The Sheriff's Department documented the scene of the incident and questioned several people. One individual admitted to having killed the dog. Levi Snider stated that he had shot the dog due to its being aggressive toward him on his property and that it had been interfering with his archery deer hunting. He denied any other maltreatment of the animal. Another individual, Travis Reed, admitted involvement in the disposal of the dead animal. Reed stated that he heard the shots fired by Snider a week earlier, on or about October 18 or 19. The carcass was on or near Reed's property. Reed stated that Snider came by to talk with him about getting rid of the dog.
As Snider and Reed spoke about the situation, they were overheard by a satellite internet installer, Raymond Silvey. Silvey recalled hearing gunshots and believed they came from the direction of the pond on the property. Silvey confirmed that Snider approached and told Reed he had shot the dog, and that Reed told Snider he would attempt to dispose of the carcass by burning it on his land by the pond. Silvey reported seeing Reed and Snider building a brush fire on the other side of the pond but did not see the dog at that time.
Reed and Snider stated they both had received threats from the dog's owner in case they had been involved with the animal's disappearance. Reed attempted to burn the carcass in a brush pile with the aid of gasoline, but he was not able to get the remains consumed in the fire. He then tied a nylon rope to the carcass and dragged it away on the county road for approximately 2 miles and left it in a field. He looped the free end of the rope over a fence post and left the carcass where it lay, several feet from the fence. The dog was not strapped to the fence post by the rope, which is evident from the photographs taken at the scene.
Further, Reed did not attempt to burn the carcass where he left it, as there was no burned vegetation around or under the carcass, and no burn damage to the nylon rope around the neck. Snider and Reed gave written statements, but their names were withheld until such time as they would be charged in court.
Final reports of the examination were made available on January 23, 2012. The cause of death could not be determined for various reasons, including the decomposition of the remains. No bullet or bullet fragments were found with the remains. There was no evidence of torture or mutilation to a live animal in this case.

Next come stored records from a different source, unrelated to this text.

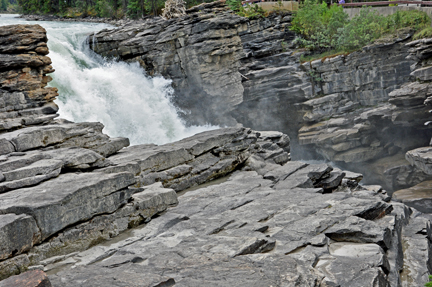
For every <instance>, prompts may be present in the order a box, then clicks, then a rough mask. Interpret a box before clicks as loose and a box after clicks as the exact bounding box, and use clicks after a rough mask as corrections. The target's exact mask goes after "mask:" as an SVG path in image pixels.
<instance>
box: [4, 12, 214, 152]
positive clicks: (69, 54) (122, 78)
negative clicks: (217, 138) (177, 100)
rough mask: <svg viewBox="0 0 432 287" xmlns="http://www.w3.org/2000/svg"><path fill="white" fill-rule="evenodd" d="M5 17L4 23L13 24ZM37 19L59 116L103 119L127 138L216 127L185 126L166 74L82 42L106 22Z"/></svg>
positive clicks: (107, 127)
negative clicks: (171, 97)
mask: <svg viewBox="0 0 432 287" xmlns="http://www.w3.org/2000/svg"><path fill="white" fill-rule="evenodd" d="M4 16H6V17H4ZM8 16H9V15H2V17H0V25H5V24H4V23H3V22H2V20H4V18H11V17H8ZM10 21H11V20H10V19H9V23H7V24H12V23H10ZM15 22H19V23H22V22H24V20H22V19H15ZM27 23H29V24H36V23H35V22H27ZM37 24H40V25H42V26H43V27H44V28H45V29H46V30H47V33H48V47H49V50H50V53H49V55H48V56H49V57H50V58H51V59H52V62H53V64H52V66H53V67H54V69H55V72H54V73H53V74H52V75H51V76H52V77H53V81H52V82H50V84H49V85H50V86H53V87H57V88H58V89H59V97H58V99H57V100H56V101H55V102H56V103H57V104H58V105H59V108H60V110H59V113H60V117H61V118H65V119H68V120H71V121H74V122H85V121H99V122H102V123H103V124H104V125H105V129H104V132H105V133H107V134H108V135H110V136H112V137H117V136H123V137H128V138H129V139H130V141H131V144H141V143H156V144H163V143H167V142H172V141H175V140H179V139H182V138H184V137H187V136H190V135H193V134H195V133H197V132H200V131H204V130H209V129H214V128H216V127H213V126H193V127H186V125H185V124H184V123H183V122H182V120H181V119H180V118H179V116H178V114H177V110H176V108H175V107H174V106H173V105H172V103H171V100H170V99H171V97H172V95H173V89H172V88H171V81H170V80H168V79H164V78H162V77H149V76H147V75H146V74H145V72H144V70H143V69H142V68H141V67H140V66H139V65H138V63H124V62H116V61H108V60H106V59H103V58H102V57H100V56H98V55H96V54H95V53H94V52H92V51H91V50H90V49H89V48H88V45H87V44H86V43H85V39H86V38H87V35H92V34H93V35H94V32H95V31H99V30H101V29H104V28H111V27H110V26H108V25H106V24H99V23H78V22H69V23H68V22H37Z"/></svg>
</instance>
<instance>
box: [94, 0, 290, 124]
mask: <svg viewBox="0 0 432 287" xmlns="http://www.w3.org/2000/svg"><path fill="white" fill-rule="evenodd" d="M289 20H290V18H289V17H285V18H283V17H282V16H277V17H271V18H268V19H265V20H256V21H252V22H249V21H247V20H246V19H245V18H241V17H238V16H237V15H235V14H233V13H232V12H231V11H230V10H229V9H228V8H227V6H225V4H224V3H223V2H219V1H218V2H213V3H209V4H203V5H200V6H196V7H193V8H191V9H189V10H187V15H186V16H184V17H182V18H180V20H176V19H171V20H168V21H166V20H164V19H157V20H149V21H148V22H146V23H145V24H133V25H128V26H124V27H123V28H122V29H119V30H115V31H108V30H107V31H101V32H99V33H97V34H96V35H95V36H94V38H93V39H92V40H91V41H89V44H90V48H91V49H93V50H94V51H96V52H98V53H99V54H101V55H103V56H107V57H116V58H118V59H121V60H124V61H137V62H139V63H140V65H141V66H142V67H143V68H145V69H146V71H147V72H148V73H149V74H150V75H153V74H162V75H164V76H166V77H169V78H170V79H172V81H173V86H174V87H175V90H176V96H175V99H174V101H175V104H176V106H178V107H179V108H180V109H182V110H183V111H184V112H185V114H186V115H188V116H187V119H188V120H189V122H191V123H193V124H200V123H203V122H212V123H216V124H222V125H227V124H228V125H232V124H233V123H235V122H236V121H235V120H234V118H233V117H232V116H231V115H230V112H231V111H233V110H234V109H235V107H236V106H237V105H239V104H240V103H242V102H243V92H244V90H245V88H244V87H243V85H242V75H241V74H240V72H239V68H240V65H241V62H240V59H241V58H245V57H248V56H251V55H256V56H259V55H265V54H268V52H266V50H265V49H261V48H259V46H260V42H262V41H264V40H267V41H270V42H271V46H270V47H267V49H274V48H275V47H276V49H278V50H279V51H282V46H281V43H282V42H284V41H286V42H290V40H291V39H292V38H293V34H292V33H291V32H288V30H287V27H288V25H289ZM275 26H277V27H275ZM275 29H277V30H275ZM275 32H276V33H275ZM257 35H260V37H258V38H257ZM245 45H246V46H247V47H248V49H247V50H244V48H243V47H244V46H245ZM280 72H281V73H283V71H280ZM261 77H262V76H261ZM243 78H245V77H244V76H243Z"/></svg>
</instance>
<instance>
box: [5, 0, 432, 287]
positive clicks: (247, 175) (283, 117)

Levi William Snider, 24, of Marble Hill and Travis Reed, 28, of Marble Hill, are charged with misdemeanor offenses related to the death and disposal of the dog. Snider is charged with animal abuse for having allegedly killed an animal under circumstances not allowed by law. Section 578.012 RSMo. Reed is charged with the offense of Littering with a carcass, for having improperly disposed of the carcass by allegedly placing it upon premises not his own. Section 577.076.2 RSMo. The defendants are presumed innocent until their guilt is determined in a court of law.